IEEE/ACM Trans Comput Biol Bioinform. 2020 Jul-Aug;17(4):1352-1363. doi: 10.1109/TCBB.2019.2913855. Epub 2019 Apr 30.
In cheminformatics, compound-target binding profiles has been a main source of data for research. For data repositories that only provide positive profiles, a popular assumption is that unreported profiles are all negative. In this paper, we caution the audience not to take this assumption for granted, and present empirical evidence of its ineffectiveness from a machine learning perspective.
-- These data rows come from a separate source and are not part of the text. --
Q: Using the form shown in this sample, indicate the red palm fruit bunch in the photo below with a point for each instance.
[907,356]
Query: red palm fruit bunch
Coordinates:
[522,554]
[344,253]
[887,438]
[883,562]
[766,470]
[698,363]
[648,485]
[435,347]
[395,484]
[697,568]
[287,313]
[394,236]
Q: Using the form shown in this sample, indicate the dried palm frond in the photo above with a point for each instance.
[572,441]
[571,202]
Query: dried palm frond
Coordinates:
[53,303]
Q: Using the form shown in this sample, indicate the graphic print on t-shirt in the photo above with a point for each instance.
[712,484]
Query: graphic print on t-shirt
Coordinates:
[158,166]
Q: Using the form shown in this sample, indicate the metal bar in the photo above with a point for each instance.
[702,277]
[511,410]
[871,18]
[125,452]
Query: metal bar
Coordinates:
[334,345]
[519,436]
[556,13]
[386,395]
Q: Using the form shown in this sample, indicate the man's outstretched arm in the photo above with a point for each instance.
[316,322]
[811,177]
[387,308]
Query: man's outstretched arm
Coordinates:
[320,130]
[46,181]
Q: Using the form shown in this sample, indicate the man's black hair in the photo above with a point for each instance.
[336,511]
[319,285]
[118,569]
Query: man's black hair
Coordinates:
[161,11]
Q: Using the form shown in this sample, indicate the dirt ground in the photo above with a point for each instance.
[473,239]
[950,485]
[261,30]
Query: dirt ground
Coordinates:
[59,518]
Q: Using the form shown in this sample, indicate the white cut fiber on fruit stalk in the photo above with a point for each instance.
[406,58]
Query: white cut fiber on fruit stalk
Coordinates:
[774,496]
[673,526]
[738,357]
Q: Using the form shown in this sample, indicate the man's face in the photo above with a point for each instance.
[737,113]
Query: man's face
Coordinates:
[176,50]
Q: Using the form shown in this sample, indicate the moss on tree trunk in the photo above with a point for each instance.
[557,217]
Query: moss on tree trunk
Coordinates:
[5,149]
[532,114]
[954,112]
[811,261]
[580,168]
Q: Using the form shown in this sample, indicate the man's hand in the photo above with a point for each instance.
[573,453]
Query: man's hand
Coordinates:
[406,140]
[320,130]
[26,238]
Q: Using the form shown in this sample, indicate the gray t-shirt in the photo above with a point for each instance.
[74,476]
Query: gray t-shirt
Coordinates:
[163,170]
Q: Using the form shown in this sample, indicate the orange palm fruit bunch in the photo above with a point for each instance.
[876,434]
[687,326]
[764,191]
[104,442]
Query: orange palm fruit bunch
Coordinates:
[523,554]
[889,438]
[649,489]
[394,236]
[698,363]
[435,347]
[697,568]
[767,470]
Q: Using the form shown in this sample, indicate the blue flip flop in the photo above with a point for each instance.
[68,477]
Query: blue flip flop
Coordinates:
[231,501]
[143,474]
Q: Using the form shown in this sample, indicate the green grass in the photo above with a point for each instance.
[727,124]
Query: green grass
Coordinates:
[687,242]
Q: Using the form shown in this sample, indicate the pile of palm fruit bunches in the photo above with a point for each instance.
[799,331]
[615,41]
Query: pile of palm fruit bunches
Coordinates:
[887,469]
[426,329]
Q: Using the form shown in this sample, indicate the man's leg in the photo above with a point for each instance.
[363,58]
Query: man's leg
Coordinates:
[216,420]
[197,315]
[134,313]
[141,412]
Our examination is based on a setting where binding profiles are used as features to train predictive models; we show (1) prediction performance degrades when the assumption fails and (2) explicit recovery of unreported profiles improves prediction performance. In particular, we propose a framework that jointly recovers profiles and learns predictive model, and show it achieves further performance improvement. The presented study not only suggests applying matrix recovery methods to recover unreported profiles, but also initiates a new missing feature problem which we called Learning with Positive and Unknown Features.
在化学信息学中,化合物-靶标结合谱一直是研究的主要数据来源。对于仅提供阳性谱的数据存储库,一个流行的假设是未报告的谱都是阴性的。在本文中,我们提醒读者不要想当然地认为这一假设成立,并从机器学习的角度提供了实证证据证明其无效性。我们的检查基于这样一种情况,即结合谱被用作特征来训练预测模型;我们展示了(1)当假设失败时,预测性能会下降,以及(2)显式恢复未报告的谱可以提高预测性能。具体来说,我们提出了一个联合恢复谱和学习预测模型的框架,并展示了它可以实现进一步的性能提升。本研究不仅建议应用矩阵恢复方法来恢复未报告的谱,还引发了一个新的缺失特征问题,我们称之为带有阳性和未知特征的学习。